Biden’s COVID-19 Vaccine Mandates Driving Big Business to Relocate to Texas: Gov. Abbott

Biden’s COVID-19 Vaccine Mandates Driving Big Business to Relocate to Texas: Gov. Abbott
Texas Gov. Greg Abbott speaks at a press conference at the Capitol in Austin, Texas, on June 8, 2021. (Montinique Monroe/Getty Images)
Katabella Roberts
12/6/2021
Updated:
12/6/2021

Texas Gov. Greg Abbott said on Dec. 5 that President Joe Biden’s federal vaccine mandates have driven new businesses to relocate their headquarters to the Lone Star State.

Texas is one of several U.S. states that has mounted multiple federal lawsuits against the Biden administration over its COVID-19 vaccine mandate, which requires almost all federal employees, including civilian federal employees and contractors, to get a COVID-19 vaccine as a condition of employment.

Meanwhile, Texas has a no-mandate policy.

In an interview on Fox News’ “Sunday Morning Futures,“ Abbott said Texas is ”growing and thriving,“ while declaring that ”there can be no mandates infringing upon individual liberty.”

“That, in part, is why I think there are so many businesses that are moving in the state of Texas,” he said. “Over just the first 11 months of this year, there have been 70 businesses and corporations that have relocated their headquarters to the state of Texas.”

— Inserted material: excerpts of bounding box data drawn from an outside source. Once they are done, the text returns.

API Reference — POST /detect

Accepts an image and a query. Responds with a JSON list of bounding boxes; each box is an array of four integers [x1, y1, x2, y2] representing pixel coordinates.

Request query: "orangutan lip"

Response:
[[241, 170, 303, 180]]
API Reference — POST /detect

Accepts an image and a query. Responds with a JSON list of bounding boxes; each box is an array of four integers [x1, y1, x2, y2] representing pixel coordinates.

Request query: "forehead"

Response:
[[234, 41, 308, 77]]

“Texas has been very aggressive about legally challenging all of these mandates that the Biden administration has put in place concerning COVID, and we’ve been winning them all in the courts, and right now in Texas there are no federal mandates that apply. The only mandate that applies is my executive order saying that nobody in the state of Texas can be mandated to take a vaccine shot.”

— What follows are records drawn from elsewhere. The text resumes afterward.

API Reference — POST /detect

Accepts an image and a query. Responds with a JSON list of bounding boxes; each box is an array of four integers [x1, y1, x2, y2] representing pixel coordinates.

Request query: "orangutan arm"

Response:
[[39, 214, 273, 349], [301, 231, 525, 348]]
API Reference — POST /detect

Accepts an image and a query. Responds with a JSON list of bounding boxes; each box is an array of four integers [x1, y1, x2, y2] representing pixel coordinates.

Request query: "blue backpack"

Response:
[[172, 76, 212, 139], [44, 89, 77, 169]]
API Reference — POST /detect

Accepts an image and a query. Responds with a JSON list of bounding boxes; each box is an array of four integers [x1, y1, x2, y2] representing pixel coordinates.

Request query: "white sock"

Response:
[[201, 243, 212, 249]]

Abbott’s comments come shortly after Tesla officially moved its headquarters to Austin from Palo Alto, California, with a Dec. 1 regulatory filing making the move official.
“On December 1, 2021, Tesla, Inc. relocated its corporate headquarters to Gigafactory Texas at 13101 Harold Green Road, Austin, Texas 78725,” according to the filing with the Securities and Exchange Commission, which bears the signature of Tesla Chief Financial Officer Zachary Kirkhorn.
Abbott took to Twitter to acknowledge the move, saying that Tesla is now “officially” headquartered in the Lone Star State.

Elsewhere, Abbott and Samsung Electronics announced in November that the South Korean multinational would build a new $17 billion semiconductor manufacturing facility, the largest foreign direct investment in the state on record, in Taylor.

The new manufacturing facility will “produce advanced logic chips that will power next-generation devices for applications such as mobile, 5G, high-performance computing (HPC), and artificial intelligence (AI),” Abbott said, adding that the move would bring the company’s total Texas investment to more than $35 billion since 1996.

D6 Inc., a maker of packaging and container products, also announced in October that it’s moving its headquarters to Sulphur Springs from Portland, Oregon, a move that’s expected to create 231 new jobs and $27 million in capital investment.

Abbott has issued multiple executive orders over Biden’s vaccine requirement. The latest one, issued in October, bans any entity in Texas, including private businesses, from requiring vaccinations for employees or customers.

In November, Abbott filed a petition in the U.S. Court of Appeals for the 5th Circuit challenging the vaccine mandate imposed by the Occupational Safety and Health Administration (OSHA).

However, organizations in favor of a vaccine mandate in Texas, including the Texas Association of Business, the Texas Hospital Association, the Texas Association of Manufacturers, the Texas Hotel & Lodging Association, and the Texas Trucking Association, have warned lawmakers that attempting to prohibit vaccine mandates by any entity could have dire consequences.

Ted Shaw, president of the Texas Hospital Association, said Abbott’s move was political.

“The time is now to set politics aside and let hospitals do what’s best to protect their patients. Texas hospitals strongly oppose efforts underway to hamstring them from being able to require vaccination of their own staff, many of whom are at the bedside every day with children and adults who are vulnerable to COVID-19,” Shaw said in a statement.

“This political action undercuts the central mission of hospitals, and patients and staff cannot be put at unnecessary risk. Hospitals have soldiered on for months at ground zero of this pandemic. As experts in healing and saving lives, hospitals must have the trust, respect and flexibility to mandate vaccines in their own facilities to protect the people of Texas.”